Ontology Translation by Merging Ontologies
Dejing Dou, University of Oregon (firstname.lastname@example.org)
Peishen Qi, Yale University (email@example.com)
Our idea is that ontology translation is best thought of in terms of ontology merging. We define ontology as a formal specification of a vocabulary of concepts, including axioms relating these concepts. The merge of two ontologies is obtained by taking the union of the axioms defining them, using XML namespaces to avoid name clashes. We then add bridging axioms that relate the terms in one ontology to the terms in the other. Inferences can be conducted in this merged ontology in either a demand-driven (backward-chaining) or data-driven (forword chaining) way.
OntoMerge serves as a semi-automated nexus for agents and humans to find ways of coping with notational differences between ontologies with overlapping subject areas. OntoMerge is developed on top of PDDAML (PDDL-DAML Translator) and OntoEngine (inference engine). (These are built using some code from other people's programs, such as Jena (from HP Research) and JTP (from SRI/KSL).)
OntoMerge is available over the World Wide Web. Please visit our online service to have a try.
What can it do?:
We have added a query-driven (backward-chaining) version in which the translation runs the other way, from target to source, as queries come in. The choice of data-driven or query-driven depends on how many queries one expects.

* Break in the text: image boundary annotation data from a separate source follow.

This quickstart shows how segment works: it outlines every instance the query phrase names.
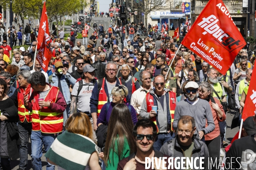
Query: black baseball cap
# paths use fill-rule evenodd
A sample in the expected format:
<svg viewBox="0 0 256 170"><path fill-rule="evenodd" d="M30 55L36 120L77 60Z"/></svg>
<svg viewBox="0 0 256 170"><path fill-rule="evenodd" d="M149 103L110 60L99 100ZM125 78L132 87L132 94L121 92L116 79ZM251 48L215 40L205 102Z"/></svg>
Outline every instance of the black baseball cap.
<svg viewBox="0 0 256 170"><path fill-rule="evenodd" d="M244 129L245 130L248 136L256 133L256 127L253 121L253 116L248 117L243 123Z"/></svg>

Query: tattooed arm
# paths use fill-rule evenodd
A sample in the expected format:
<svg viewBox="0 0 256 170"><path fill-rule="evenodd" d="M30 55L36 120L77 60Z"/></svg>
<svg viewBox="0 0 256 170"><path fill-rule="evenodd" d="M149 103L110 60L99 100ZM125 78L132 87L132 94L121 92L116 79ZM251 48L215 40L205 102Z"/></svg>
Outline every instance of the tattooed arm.
<svg viewBox="0 0 256 170"><path fill-rule="evenodd" d="M74 111L75 111L75 109L76 108L76 106L77 104L77 96L72 96L72 97L71 98L71 102L70 103L70 116L71 116L74 113Z"/></svg>

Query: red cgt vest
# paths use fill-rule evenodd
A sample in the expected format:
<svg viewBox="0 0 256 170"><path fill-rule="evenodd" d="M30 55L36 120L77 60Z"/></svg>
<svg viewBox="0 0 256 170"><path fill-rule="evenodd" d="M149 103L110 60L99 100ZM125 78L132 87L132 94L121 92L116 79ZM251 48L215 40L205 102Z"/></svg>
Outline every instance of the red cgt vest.
<svg viewBox="0 0 256 170"><path fill-rule="evenodd" d="M172 91L169 91L167 93L169 93L169 108L170 108L169 111L171 118L171 129L170 129L170 130L173 131L172 123L174 119L174 111L176 107L176 93ZM145 99L147 102L147 111L150 112L150 111L152 110L152 106L154 105L154 98L152 95L150 94L150 92L148 92L146 94ZM156 125L158 133L159 132L159 129L157 125L156 117L153 117L150 119L150 120Z"/></svg>
<svg viewBox="0 0 256 170"><path fill-rule="evenodd" d="M59 91L58 88L50 86L48 94L44 101L55 103ZM56 133L62 131L63 113L54 112L47 107L40 108L38 99L40 95L34 92L32 105L32 130L41 130L46 133Z"/></svg>
<svg viewBox="0 0 256 170"><path fill-rule="evenodd" d="M18 87L19 84L17 84ZM18 115L20 117L20 120L22 123L23 122L25 119L26 119L28 122L32 122L32 112L29 112L29 110L25 108L24 105L24 96L27 94L29 94L30 92L30 84L29 85L26 91L23 88L19 87L18 90L17 100L18 100ZM32 89L33 91L33 89ZM33 91L32 91L32 92Z"/></svg>

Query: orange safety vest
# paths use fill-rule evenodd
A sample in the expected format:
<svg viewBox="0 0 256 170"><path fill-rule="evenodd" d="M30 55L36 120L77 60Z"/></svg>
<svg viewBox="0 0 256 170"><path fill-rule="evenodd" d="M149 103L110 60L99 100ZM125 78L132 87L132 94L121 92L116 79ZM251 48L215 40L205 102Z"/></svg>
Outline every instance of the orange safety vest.
<svg viewBox="0 0 256 170"><path fill-rule="evenodd" d="M50 86L50 90L44 101L55 103L59 92L59 88ZM47 107L40 108L38 99L39 94L34 92L34 99L32 103L32 130L39 131L46 133L56 133L62 131L63 113L52 111Z"/></svg>
<svg viewBox="0 0 256 170"><path fill-rule="evenodd" d="M116 81L119 80L119 82L120 85L122 85L122 82L121 81L121 79L119 78L116 79ZM97 80L98 84L99 84L99 81L98 79ZM99 116L99 113L100 113L100 110L101 110L102 108L103 107L103 105L105 103L107 103L108 102L108 96L107 96L107 94L106 94L106 91L105 91L105 78L103 78L102 80L102 88L100 89L100 91L99 92L99 102L98 103L98 113L97 115L98 115L98 117ZM107 92L108 93L108 92Z"/></svg>
<svg viewBox="0 0 256 170"><path fill-rule="evenodd" d="M20 117L20 120L21 122L23 123L26 119L28 122L32 122L32 112L29 112L29 110L25 108L24 105L24 96L29 94L29 97L30 84L29 85L26 91L21 87L18 88L17 94L18 115Z"/></svg>
<svg viewBox="0 0 256 170"><path fill-rule="evenodd" d="M174 111L176 107L176 93L172 91L169 91L167 93L169 94L169 108L170 109L170 114L171 114L171 129L170 130L173 131L173 128L172 127L172 123L174 120ZM146 94L146 101L147 102L147 111L150 112L152 110L152 106L154 105L154 98L153 96L150 94L148 92ZM167 115L167 117L168 117ZM159 132L159 129L157 127L157 123L156 116L154 116L150 119L157 127L157 133Z"/></svg>

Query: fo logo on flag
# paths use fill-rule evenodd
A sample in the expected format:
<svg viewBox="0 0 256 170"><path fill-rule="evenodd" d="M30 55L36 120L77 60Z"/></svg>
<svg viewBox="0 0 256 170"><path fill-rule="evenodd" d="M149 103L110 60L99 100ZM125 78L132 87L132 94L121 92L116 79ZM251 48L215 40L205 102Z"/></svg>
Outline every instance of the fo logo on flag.
<svg viewBox="0 0 256 170"><path fill-rule="evenodd" d="M246 45L221 0L210 0L181 44L225 75Z"/></svg>

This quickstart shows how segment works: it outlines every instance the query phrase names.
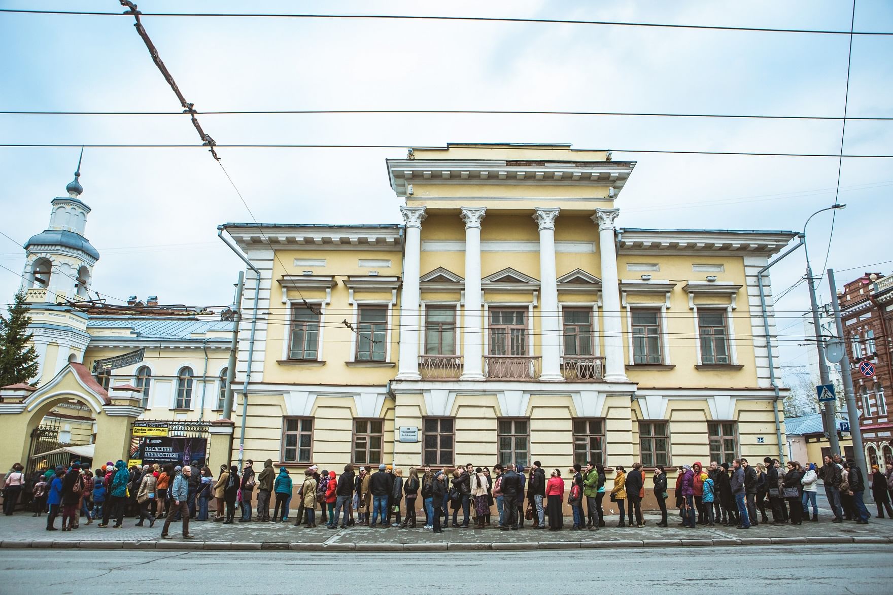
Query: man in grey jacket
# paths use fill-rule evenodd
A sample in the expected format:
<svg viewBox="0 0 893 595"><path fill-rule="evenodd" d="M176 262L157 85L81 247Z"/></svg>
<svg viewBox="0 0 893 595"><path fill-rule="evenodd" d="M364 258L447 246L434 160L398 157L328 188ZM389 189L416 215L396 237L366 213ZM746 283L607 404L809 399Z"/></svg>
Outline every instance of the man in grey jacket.
<svg viewBox="0 0 893 595"><path fill-rule="evenodd" d="M167 532L168 527L171 526L171 523L178 513L183 517L183 537L195 537L195 535L189 532L189 504L188 502L189 497L189 475L191 474L191 468L183 467L179 474L174 478L173 484L171 486L169 498L173 500L174 506L171 507L171 512L168 514L167 518L164 519L164 528L162 529L162 537L166 540L171 539L171 536Z"/></svg>
<svg viewBox="0 0 893 595"><path fill-rule="evenodd" d="M741 522L738 525L739 529L749 529L750 521L747 517L747 502L744 492L744 469L741 467L741 461L735 459L731 462L731 494L735 497L735 504L738 506L738 513L741 517Z"/></svg>

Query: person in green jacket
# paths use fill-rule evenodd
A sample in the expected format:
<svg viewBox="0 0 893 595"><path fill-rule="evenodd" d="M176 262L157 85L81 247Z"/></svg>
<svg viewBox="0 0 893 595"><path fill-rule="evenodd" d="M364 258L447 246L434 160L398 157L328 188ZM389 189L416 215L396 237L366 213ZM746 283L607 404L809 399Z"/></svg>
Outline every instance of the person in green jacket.
<svg viewBox="0 0 893 595"><path fill-rule="evenodd" d="M276 506L273 507L273 522L284 523L288 520L288 500L291 499L291 475L285 467L280 467L280 474L276 476L273 490L276 492ZM280 506L282 507L282 516L279 515Z"/></svg>
<svg viewBox="0 0 893 595"><path fill-rule="evenodd" d="M586 524L587 529L598 531L599 515L596 509L596 494L598 490L598 472L589 461L586 464L586 471L583 473L583 496L586 496L586 507L588 521Z"/></svg>

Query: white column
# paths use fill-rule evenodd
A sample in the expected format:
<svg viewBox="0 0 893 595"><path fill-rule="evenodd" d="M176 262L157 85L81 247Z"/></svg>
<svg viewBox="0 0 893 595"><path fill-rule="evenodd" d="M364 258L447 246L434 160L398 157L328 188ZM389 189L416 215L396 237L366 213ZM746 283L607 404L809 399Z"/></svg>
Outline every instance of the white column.
<svg viewBox="0 0 893 595"><path fill-rule="evenodd" d="M617 250L614 247L614 221L620 209L596 209L592 221L598 224L598 247L602 260L602 315L605 318L605 381L629 382L623 366L623 327L620 319L620 292L617 281Z"/></svg>
<svg viewBox="0 0 893 595"><path fill-rule="evenodd" d="M464 357L459 380L482 381L483 350L486 324L480 316L480 222L487 214L483 206L462 207L465 222L465 320L463 332Z"/></svg>
<svg viewBox="0 0 893 595"><path fill-rule="evenodd" d="M405 256L403 262L403 293L400 296L400 360L396 380L421 380L419 374L421 259L421 222L424 206L401 206L406 225Z"/></svg>
<svg viewBox="0 0 893 595"><path fill-rule="evenodd" d="M539 225L539 328L543 370L539 380L560 382L561 325L558 319L558 284L555 279L555 218L561 209L536 209L533 219Z"/></svg>

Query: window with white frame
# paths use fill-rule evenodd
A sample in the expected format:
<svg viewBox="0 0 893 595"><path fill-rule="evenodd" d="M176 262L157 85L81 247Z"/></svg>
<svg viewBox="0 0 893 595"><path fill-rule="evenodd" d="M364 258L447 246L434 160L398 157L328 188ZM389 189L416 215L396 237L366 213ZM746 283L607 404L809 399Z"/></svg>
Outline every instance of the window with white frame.
<svg viewBox="0 0 893 595"><path fill-rule="evenodd" d="M223 401L226 400L226 377L230 373L230 368L226 367L221 370L221 375L218 378L220 381L220 388L217 390L217 406L216 409L223 410Z"/></svg>
<svg viewBox="0 0 893 595"><path fill-rule="evenodd" d="M632 316L632 363L663 364L661 311L635 308Z"/></svg>
<svg viewBox="0 0 893 595"><path fill-rule="evenodd" d="M192 368L184 365L177 373L177 403L175 409L192 408L192 388L195 381Z"/></svg>
<svg viewBox="0 0 893 595"><path fill-rule="evenodd" d="M872 416L872 403L868 400L868 388L864 385L859 389L859 395L862 397L862 416Z"/></svg>
<svg viewBox="0 0 893 595"><path fill-rule="evenodd" d="M726 311L717 308L698 309L697 328L701 341L701 363L705 365L730 364Z"/></svg>
<svg viewBox="0 0 893 595"><path fill-rule="evenodd" d="M388 340L388 307L361 306L357 313L356 361L383 362Z"/></svg>
<svg viewBox="0 0 893 595"><path fill-rule="evenodd" d="M314 360L319 355L320 314L305 304L291 310L291 340L288 359Z"/></svg>
<svg viewBox="0 0 893 595"><path fill-rule="evenodd" d="M140 397L142 397L142 402L139 406L144 409L149 408L149 389L152 385L152 370L149 370L149 366L141 365L137 370L137 377L134 381L134 386L139 389Z"/></svg>

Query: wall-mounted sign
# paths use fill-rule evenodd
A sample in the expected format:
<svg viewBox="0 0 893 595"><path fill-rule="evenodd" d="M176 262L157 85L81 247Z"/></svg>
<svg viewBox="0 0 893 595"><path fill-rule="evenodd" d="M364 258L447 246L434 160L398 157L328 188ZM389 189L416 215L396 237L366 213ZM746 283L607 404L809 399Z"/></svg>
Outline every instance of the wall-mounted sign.
<svg viewBox="0 0 893 595"><path fill-rule="evenodd" d="M398 440L401 442L418 442L419 429L415 427L400 426Z"/></svg>

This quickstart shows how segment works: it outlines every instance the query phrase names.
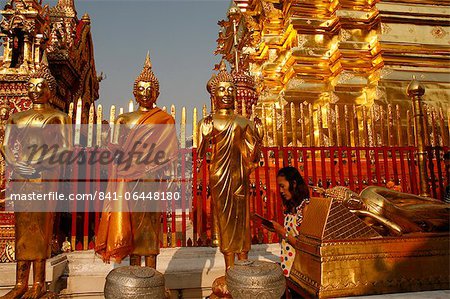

For OntoMerge to work, it has to have stored in its library merged ontologies that explain how terms from different ontologies relate. Currently its library is meager, but you never know. You may be assured that if you give us an ontology-translation problem OntoMerge can't handle, you will have our prompt attention. That means fast e-mail feedback and (we hope) a practical solution within days.
We have developed some semi-automatic ontology mapping and merging tools to help users to generate merged ontologies by themselves.
Once OntoMerge has a merged ontology for a set of domains, it should be able to handle any data involving those domains. This is not an ad-hoc tool for grinding out syntactic differences between assertion formats, but an inference engine which aims for consistent and complete solutions to problems.